Heme is a vital cofactor required for many cellular functions, with dysregulation of heme being detrimental to the cell. Heme biosynthesis involves eight enzymatic steps, ending in the mitochondrial matrix. Heme must then be exported out of mitochondria and is distributed to the rest of the cell. The molecular mechanism of how this occurs, as well as the identity of the mitochondrial heme transporters, has been controversial and elusive.

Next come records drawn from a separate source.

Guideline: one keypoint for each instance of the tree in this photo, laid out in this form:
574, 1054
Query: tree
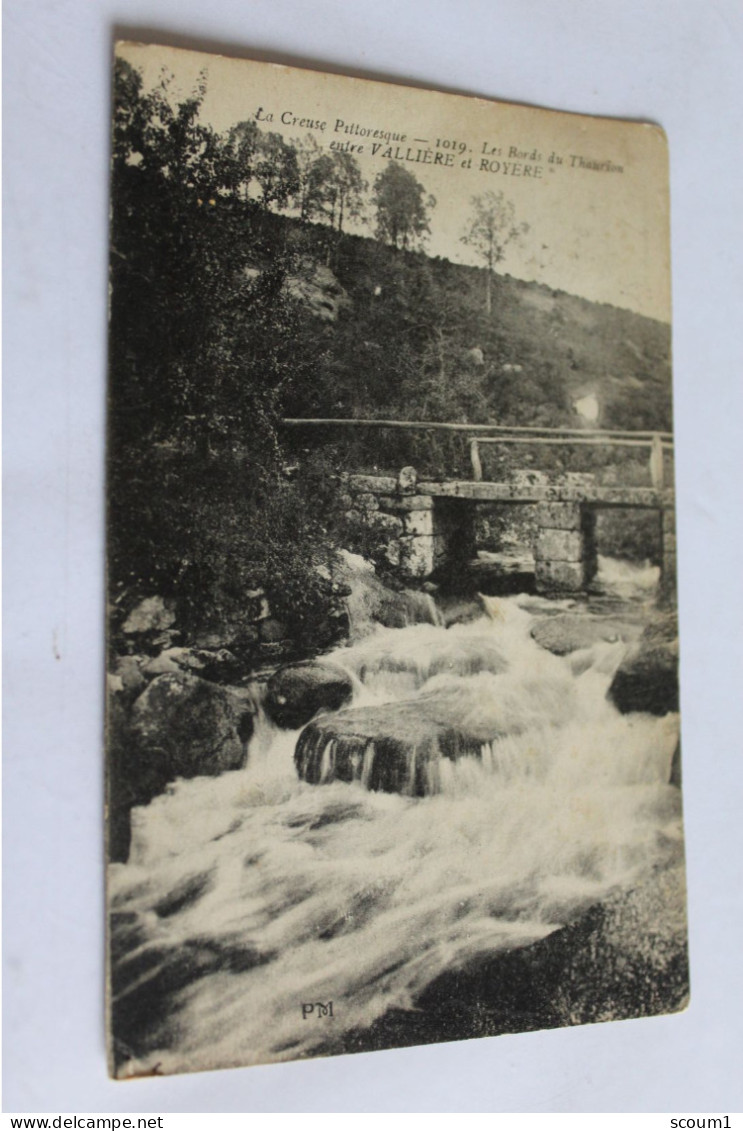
242, 143
491, 230
202, 348
276, 171
402, 207
346, 190
316, 172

To investigate the proteins involved in mitochondrial heme export, we have combined the genetically encoded, fluorescent heme biosensor, HS1, with a whole-genome CRISPR knockout screen. When cells have heme available, the GFP fluorescence is quenched, while in the absence of heme, the cells fluoresce green. We hypothesised that knockout of the mitochondrial heme transporter would lead to increased GFP fluorescence of cytosolic HS1 due to impaired heme transport across the mitochondrial membranes.
The screen identified several targets that are required for the production and cytosolic transport of heme. The known heme biosynthetic enzymes were strongly enriched. Additionally, several membrane proteins belonging to the solute carrier (SLC) family of metabolite transporters were also enriched. Current work to functionalize these proteins to determine their involvement in heme export from mitochondria is ongoing.